In 2013, the US Embassy and other missions in Russia employed 1,279 people, a figure that includes 934 local hires and 301 American positions, according to a State Department inspector general report.

Given the large number of Russian nationals, who largely play a supporting administrative role, and remarks by Kremlin spokesman Dmitry Peskov that the Russian measure is extended to “diplomats” and “those without diplomatic status,” the number of actual US diplomats who will be sent back is likely to be very small.

“The thing to keep in mind about the huge reduction in personnel at our missions in Moscow is that it includes lots of Russian employees and constructions workers,” said John Herbst, an Atlantic Council scholar and former foreign service officer. “Actual diplomats … will be a small percentage of those who wind up leaving the missions.”
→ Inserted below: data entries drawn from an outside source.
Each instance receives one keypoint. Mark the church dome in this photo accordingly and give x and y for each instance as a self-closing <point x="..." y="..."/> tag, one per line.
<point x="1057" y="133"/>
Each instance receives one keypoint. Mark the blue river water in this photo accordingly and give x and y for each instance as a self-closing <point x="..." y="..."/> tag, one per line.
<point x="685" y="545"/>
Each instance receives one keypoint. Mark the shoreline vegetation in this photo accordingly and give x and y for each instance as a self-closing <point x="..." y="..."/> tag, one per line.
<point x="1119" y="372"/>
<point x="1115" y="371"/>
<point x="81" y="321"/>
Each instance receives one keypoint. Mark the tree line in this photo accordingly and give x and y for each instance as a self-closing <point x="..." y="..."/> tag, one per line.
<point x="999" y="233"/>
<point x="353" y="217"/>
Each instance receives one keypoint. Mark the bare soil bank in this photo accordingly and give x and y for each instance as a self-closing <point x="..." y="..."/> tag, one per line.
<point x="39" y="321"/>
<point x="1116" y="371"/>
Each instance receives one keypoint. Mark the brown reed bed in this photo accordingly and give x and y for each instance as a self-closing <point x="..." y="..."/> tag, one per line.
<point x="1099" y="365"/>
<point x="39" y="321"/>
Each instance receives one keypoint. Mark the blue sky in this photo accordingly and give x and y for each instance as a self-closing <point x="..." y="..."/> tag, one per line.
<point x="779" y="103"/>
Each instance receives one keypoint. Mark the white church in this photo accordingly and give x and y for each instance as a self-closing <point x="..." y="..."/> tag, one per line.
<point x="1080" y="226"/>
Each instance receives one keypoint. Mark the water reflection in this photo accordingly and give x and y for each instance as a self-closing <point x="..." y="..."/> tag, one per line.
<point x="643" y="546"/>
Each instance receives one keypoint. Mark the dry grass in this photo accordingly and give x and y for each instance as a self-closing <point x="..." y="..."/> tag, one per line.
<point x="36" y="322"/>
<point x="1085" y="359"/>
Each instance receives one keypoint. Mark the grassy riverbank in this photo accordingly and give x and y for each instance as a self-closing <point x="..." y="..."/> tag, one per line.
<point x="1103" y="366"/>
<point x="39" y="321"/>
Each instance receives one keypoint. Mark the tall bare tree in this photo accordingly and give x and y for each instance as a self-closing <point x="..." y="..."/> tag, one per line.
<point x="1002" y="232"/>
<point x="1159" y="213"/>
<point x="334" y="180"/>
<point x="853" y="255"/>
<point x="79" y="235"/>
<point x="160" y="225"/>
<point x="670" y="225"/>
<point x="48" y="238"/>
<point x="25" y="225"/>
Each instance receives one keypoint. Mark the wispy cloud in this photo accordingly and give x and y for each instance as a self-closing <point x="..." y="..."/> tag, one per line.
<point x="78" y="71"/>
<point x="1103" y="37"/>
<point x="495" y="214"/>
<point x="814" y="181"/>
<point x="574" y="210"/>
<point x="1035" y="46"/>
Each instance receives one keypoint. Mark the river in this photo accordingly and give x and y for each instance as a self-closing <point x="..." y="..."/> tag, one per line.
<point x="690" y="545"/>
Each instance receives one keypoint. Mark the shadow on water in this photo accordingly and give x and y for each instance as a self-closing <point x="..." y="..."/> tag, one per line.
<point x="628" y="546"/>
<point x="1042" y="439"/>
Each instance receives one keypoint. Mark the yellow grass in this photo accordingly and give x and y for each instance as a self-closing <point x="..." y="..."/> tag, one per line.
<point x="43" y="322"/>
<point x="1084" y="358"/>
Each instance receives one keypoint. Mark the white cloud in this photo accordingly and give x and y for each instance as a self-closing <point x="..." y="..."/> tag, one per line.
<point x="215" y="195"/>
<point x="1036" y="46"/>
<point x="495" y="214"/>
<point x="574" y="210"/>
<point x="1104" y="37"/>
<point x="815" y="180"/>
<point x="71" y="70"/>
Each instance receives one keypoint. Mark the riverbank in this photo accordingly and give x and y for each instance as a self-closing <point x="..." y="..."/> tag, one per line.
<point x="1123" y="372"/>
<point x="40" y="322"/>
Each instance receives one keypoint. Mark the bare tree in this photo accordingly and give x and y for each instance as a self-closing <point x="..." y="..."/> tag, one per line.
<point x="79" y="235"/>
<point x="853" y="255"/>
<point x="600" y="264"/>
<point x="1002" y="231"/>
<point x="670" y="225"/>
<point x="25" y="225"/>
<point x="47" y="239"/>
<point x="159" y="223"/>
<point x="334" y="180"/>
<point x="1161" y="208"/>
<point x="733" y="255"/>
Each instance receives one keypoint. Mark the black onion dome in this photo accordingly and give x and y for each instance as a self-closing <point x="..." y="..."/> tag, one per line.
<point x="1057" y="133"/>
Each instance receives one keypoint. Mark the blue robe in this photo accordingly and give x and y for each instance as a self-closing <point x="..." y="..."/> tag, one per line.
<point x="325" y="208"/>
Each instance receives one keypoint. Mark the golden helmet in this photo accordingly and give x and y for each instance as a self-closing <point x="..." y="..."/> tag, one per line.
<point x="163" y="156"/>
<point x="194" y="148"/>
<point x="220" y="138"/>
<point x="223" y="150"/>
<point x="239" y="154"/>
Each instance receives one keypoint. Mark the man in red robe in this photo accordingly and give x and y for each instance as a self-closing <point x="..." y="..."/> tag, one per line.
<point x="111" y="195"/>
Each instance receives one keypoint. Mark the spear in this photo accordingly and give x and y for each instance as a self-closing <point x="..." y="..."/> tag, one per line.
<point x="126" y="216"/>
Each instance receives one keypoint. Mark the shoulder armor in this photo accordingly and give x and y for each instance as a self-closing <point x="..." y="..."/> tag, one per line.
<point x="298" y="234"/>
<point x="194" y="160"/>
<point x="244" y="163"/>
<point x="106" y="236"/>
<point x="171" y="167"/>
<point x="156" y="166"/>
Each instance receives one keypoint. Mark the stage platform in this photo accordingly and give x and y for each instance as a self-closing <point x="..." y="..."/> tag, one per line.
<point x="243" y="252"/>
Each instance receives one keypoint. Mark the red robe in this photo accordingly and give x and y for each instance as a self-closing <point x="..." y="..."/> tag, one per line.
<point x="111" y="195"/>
Still, Peskov said that Moscow is considering “additional reaction” if necessary, so the way Putin’s purge is executed could change, especially if Washington and Moscow continue a spiral of tit-for-tat escalation.

What is clear is that there will be a significant reduction in support staff regardless of what happens, forcing the State Department to make tough decisions about what efforts it will pursue in Russia.

“The embassy would still be able to carry out core functions, but it would be a painful prioritization process,” said Rathke.

A State Department official declined to discuss staffing plans, but said Putin’s decision was “regrettable and uncalled for.”

“We are assessing the impact of such a limitation and how we will respond to it,” the official said.

One function that is expected to take a hit is consular affairs, a decision that would slow down visa processing for Russian applicants. That would mostly affect would-be tourists, a group Putin has shown before that he’s willing to inconvenience; last year, he temporarily restricted travel to Turkey after Ankara shot down a Russian jet.

Another area that could take a hit is the State Department’s efforts to enhance the image of the US in Russia. One such program is the Future Leaders Exchange, a student exchange program run by the State Department that allows students from the former Soviet Union to spend a year at an American high school.

Another potential item on the chopping block would be the State Department’s public diplomacy operations. “U.S. public diplomacy in Russia, as elsewhere, is designed to get out our policy message,” said Herbst. “It faces peculiar problems in Moscow because of the vast media campaign against the U.S. and the specific monitoring that it gets from the FSB [Federal Security Service].”

This group of information officers have had some successes in recent years. When Russian media photoshopped US Ambassador to Russia John Tefft into an event with opposition leaders last year, embassy staff immediately produced a series of parody images with Tefft on the moon and at other historical events in photos that went viral. “The reduction of even a handful of info officers will reduce our ability to put out our point of view,” said Herbst.